大约是天公作美,姬侨自楚地返回郑国后,游吉的病就彻彻底底地好了,好的一丁点儿后遗症都没有。
周景公六年,郑国丰产。
得益于“作封洫”之功,人民富足,国库充盈。
秋末冬初,颗粒归仓。
游吉披着一件玄色斗篷,站在位于新郑城西的太仓前,执笔记录,看着面前排成长龙的运粮队伍和一担担送入太仓的粮食,笑得连嘴都合不拢了。
“擦擦你的口水,都快要淌到地上了。”
姬侨虽然站在一旁数落他这没见过世面的样子,但心里比谁都得意。
“就可惜罕虎不在,他要是看见这仓居然也能装满,还不得吓死。”
姬侨道:“你以为今秋罕氏得的钱粮还不及这些?”
罕氏的封地广阔,从来富足肥沃,即使灾年亦能自足,且自推行新政以来,罕虎率先垂范,这作封洫的好处他自然早就了解,所得的好处又何止是眼前这一季。

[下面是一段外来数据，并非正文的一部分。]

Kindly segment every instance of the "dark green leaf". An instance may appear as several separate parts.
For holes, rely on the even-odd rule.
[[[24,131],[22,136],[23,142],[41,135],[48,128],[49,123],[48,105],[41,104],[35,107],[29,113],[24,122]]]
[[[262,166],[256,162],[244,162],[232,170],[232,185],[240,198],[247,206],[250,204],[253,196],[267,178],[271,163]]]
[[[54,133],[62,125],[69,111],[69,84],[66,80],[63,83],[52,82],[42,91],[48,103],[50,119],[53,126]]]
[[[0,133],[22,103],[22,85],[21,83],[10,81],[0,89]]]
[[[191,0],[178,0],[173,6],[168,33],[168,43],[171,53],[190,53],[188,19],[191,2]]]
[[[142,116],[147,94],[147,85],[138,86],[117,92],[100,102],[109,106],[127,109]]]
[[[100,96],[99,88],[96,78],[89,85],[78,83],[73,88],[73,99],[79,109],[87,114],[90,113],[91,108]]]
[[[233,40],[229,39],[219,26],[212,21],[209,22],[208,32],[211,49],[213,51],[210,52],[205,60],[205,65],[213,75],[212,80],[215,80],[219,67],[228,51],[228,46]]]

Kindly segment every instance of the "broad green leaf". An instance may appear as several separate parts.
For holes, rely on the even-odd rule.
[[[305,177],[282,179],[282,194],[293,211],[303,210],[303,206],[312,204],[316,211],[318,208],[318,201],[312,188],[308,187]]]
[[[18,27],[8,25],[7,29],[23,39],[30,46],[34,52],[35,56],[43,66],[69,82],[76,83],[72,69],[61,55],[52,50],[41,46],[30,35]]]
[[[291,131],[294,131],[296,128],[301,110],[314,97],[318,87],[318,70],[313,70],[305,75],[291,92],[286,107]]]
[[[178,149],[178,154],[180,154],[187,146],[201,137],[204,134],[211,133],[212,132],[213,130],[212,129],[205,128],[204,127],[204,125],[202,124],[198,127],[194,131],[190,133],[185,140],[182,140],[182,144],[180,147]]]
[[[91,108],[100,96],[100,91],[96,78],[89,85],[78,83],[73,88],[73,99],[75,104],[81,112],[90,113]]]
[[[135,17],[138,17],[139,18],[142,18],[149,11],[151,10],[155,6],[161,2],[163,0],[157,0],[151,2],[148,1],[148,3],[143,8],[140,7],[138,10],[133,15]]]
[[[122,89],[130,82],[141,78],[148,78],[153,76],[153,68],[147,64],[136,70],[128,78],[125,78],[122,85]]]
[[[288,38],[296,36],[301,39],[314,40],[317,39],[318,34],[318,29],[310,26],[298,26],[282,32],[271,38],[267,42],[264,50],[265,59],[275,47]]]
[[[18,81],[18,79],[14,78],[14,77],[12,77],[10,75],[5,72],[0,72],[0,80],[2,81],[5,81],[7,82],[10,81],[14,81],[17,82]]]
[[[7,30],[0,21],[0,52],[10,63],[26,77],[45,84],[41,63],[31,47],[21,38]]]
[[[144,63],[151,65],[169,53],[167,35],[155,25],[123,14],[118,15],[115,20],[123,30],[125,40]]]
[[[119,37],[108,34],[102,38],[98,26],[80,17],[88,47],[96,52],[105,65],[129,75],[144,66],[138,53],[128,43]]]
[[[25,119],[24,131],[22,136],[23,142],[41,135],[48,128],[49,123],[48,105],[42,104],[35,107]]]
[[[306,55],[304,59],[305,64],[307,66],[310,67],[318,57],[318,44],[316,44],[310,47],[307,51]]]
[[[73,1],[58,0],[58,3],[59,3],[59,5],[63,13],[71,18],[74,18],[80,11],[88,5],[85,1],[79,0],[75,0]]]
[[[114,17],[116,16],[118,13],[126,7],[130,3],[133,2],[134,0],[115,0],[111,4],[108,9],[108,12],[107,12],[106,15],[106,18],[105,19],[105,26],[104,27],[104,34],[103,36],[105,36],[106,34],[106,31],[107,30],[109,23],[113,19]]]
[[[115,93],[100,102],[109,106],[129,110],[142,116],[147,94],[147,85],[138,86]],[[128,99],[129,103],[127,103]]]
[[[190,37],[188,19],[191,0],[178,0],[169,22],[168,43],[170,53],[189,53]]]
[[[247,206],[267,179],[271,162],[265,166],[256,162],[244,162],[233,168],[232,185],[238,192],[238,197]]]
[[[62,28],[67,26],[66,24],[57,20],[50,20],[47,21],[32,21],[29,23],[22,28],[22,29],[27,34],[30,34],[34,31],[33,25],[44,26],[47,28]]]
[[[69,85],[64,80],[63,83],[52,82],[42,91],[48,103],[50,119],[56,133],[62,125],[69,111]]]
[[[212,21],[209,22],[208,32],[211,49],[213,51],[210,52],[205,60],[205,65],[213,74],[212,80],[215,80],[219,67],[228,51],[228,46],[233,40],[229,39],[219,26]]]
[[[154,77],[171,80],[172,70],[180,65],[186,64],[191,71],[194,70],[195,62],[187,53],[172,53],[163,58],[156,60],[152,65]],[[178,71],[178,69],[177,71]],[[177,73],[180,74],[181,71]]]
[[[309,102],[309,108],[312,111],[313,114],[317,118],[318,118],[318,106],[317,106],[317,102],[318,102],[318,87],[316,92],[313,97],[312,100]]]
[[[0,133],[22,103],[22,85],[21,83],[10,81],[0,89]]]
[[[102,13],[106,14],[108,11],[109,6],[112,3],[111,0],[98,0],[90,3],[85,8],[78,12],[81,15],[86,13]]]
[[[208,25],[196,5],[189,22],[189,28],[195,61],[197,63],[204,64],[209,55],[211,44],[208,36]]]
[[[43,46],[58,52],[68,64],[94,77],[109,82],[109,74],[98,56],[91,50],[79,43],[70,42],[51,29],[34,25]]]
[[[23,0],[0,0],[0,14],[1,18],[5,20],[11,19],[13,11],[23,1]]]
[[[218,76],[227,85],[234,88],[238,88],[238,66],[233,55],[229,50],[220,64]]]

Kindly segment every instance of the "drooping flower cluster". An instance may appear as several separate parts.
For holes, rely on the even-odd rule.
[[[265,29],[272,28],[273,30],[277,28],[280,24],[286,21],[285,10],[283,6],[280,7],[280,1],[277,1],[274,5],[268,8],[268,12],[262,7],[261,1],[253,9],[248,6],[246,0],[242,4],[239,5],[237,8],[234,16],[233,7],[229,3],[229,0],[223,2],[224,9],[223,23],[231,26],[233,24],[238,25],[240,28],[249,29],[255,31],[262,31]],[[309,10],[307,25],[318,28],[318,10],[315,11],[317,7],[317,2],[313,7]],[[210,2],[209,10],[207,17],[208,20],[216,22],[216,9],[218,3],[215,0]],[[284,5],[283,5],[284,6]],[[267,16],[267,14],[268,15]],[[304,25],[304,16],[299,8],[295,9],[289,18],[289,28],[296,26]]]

游吉的笑僵在脸上,片刻后,他闭着眼深吸了口气道:“是我失言了。”
罕氏的东西,又岂是他能想象的?
可尽管如此,眼前种种仍然令人欣慰。
游吉对姬侨道:“从今日起,只怕所有人都会像供着神一般供着您了。”
看着游吉此刻愉悦与满足的神情,姬侨后面半句想说与游吉的话却是怎么也说不出口了。
他一直不想让游吉太过在意臣民的赞誉与诋毁。
手握权柄,心中更要明辨是非曲直,民意可以听取,却不可被民意裹挟,若是行正确之事,自当一往无前。
他也一直想让游吉明白,平民百姓总是既残忍又可爱的。
他们在因你受益时从不会吝惜赞美之词,可若有朝一日他们因你受累或你无法挽救他们于水火,那便几乎再也无人会记住你的一丁点好处,恶语相向不过是最轻的抱怨,揭竿而起,作乱杀人也不过是寻常事。
可他们这样做错了吗?
并没有,功德该被歌颂,过失也理应被批判。
想成为别人的神,自然也要时刻准备着被别人拉下神坛。
只是这些事实说出来总让人觉得人世太过凉薄。
姬侨伸手拍了拍游吉的肩,对他道:“我觉得,你最是该好好珍惜眼前的悠闲日子,抓紧享受,以后可不一定有没有了。”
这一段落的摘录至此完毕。